Figure 1
Top: A triplet of music measures. The first and third are the context measures, and the middle one is to be “inpainted”. Middle: The user input area consisting of a canvas for drawing the curves and the sliders to control the pitch offset and note density for the whole measure. Bottom: The generated result.

Figure 2
Overall structure of the proposed VAE-based model. Multiple encoders are used to encode user’s input and context measures, and multiple decoders are used to achieve the desired disentanglement of latent variables and to generate the missing measure.

Figure 3
An example of 4 different input curves using the same context measures. The rhythm slider was set to 2 (‘high’) for the first, and 1 (‘medium’) for the last three. Note how the pitch contour and rhythm of the generated melodies follow the hand-drawn pitch curves (green) and note density curves (blue).

Figure 4
An example of one hand-drawn pitch curve working with three different context measures to generate different but context matching melodies. The rhythm slider was set to 0 (‘low’) for the first, and 2 (‘high’) for the last two.
Table 1
Objective evaluation of measures generated by the three comparison methods (proposed, rule-based, and GA) taking a simulated user input that is derived from a random measure. As controls, evaluation of the original “missing” measure Mcur and the measure from which the user input is derived is also provided.
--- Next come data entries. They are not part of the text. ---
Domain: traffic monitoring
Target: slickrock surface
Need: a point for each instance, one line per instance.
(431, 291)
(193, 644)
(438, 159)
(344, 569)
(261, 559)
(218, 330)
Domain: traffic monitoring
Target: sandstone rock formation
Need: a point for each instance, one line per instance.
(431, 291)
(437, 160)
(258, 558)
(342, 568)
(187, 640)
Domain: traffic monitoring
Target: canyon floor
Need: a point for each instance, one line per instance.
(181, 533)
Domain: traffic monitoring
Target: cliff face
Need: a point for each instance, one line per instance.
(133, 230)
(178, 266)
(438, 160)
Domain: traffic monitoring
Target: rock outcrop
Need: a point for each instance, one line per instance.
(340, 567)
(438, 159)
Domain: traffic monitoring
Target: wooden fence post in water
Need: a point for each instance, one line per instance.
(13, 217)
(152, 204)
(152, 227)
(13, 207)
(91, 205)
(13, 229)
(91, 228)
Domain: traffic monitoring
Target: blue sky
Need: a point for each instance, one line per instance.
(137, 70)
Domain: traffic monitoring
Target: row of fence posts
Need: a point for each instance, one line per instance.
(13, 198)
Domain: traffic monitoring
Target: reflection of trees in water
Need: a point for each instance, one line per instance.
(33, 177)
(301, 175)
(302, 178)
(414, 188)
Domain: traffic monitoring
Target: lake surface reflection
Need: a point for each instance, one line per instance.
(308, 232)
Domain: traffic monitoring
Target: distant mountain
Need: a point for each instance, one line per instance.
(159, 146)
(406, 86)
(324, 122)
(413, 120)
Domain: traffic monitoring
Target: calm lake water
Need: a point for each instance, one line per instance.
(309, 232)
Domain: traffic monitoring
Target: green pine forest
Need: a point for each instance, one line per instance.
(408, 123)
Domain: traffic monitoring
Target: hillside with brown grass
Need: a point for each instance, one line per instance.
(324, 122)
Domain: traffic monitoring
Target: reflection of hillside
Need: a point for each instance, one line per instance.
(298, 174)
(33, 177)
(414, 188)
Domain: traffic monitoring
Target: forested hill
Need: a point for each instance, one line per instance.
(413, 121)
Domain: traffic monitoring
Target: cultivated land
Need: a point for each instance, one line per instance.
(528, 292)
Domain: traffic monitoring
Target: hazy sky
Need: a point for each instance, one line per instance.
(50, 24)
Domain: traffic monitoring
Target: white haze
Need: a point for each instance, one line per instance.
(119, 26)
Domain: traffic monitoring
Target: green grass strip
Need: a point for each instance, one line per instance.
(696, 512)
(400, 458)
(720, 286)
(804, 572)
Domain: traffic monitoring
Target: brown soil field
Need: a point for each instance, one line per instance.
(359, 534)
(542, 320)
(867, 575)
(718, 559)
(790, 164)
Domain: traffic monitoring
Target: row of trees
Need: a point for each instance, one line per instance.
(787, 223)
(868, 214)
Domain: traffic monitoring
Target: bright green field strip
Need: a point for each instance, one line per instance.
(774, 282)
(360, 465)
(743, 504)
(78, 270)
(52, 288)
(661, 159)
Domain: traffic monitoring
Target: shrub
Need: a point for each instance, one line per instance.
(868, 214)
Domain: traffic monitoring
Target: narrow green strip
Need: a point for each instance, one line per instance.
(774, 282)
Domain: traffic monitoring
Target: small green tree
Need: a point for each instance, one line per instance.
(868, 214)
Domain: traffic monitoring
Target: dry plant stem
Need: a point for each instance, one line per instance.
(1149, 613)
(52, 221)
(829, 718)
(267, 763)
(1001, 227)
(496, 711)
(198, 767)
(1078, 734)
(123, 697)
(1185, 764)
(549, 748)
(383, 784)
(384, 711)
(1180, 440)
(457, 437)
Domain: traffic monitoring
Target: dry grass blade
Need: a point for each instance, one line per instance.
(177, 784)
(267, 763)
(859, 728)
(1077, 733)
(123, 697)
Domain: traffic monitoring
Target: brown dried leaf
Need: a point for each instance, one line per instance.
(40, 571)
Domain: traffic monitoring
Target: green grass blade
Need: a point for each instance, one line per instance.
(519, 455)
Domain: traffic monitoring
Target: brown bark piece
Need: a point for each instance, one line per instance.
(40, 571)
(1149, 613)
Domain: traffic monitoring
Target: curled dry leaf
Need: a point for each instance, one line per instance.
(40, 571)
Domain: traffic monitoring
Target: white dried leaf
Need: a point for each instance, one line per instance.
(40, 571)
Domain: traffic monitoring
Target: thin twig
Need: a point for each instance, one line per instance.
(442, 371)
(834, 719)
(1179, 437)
Please refer to the main text for explanations of the metrics.
| METRIC | PROPOSED | RULE-BASED | GA | MCUR (“MISSING” MEASURE) | MCUR’ (FROM WHICH USER INPUT IS DERIVED) |
|---|---|---|---|---|---|
| Pitch curve DTW cost | 6.1 ± 5.2 | 3.6 ± 2.4 | 13.3 ± 10.6 | 54.6 ± 38.3 | – |
| Pitch slider match rate | 98% | 100% | 93% | – | – |
| Rhythm curve DTW cost | 8.4 ± 13.1 | 23.1 ± 41.1 | 41.0 ± 52.5 | 53.8 ± 61.3 | – |
| Rhythm slider match rate | 97% | 92% | 90% | – | – |
| Context match | 86% | 100% | 80% | 87% | 45% |

Figure 5
The web application developed for user studies. Detailed instructions are shown on the bottom left of the page throughout the duration of the experiment. On the top left is the canvas where users draw the curves. On the right side, three identical rows of context measures, generated results and control units are displayed corresponding to the three comparison methods (with a random order for each trial).

Figure 6
Boxplots of the answers (ratings on a 1–5 scale) to the six subjective evaluation questions from all of the 23 participants (the higher the better). Each box for Q1–Q3 contains 112 points, while for Q4–Q6 contains 23 points. The notch in each plot represents the 95% confidence interval around the median. Outliers are shown as circles.

Figure 7
Two examples obtained during the user studies. The first line is the output of the proposed VAE model and the next two contain the baselines’ ouputs.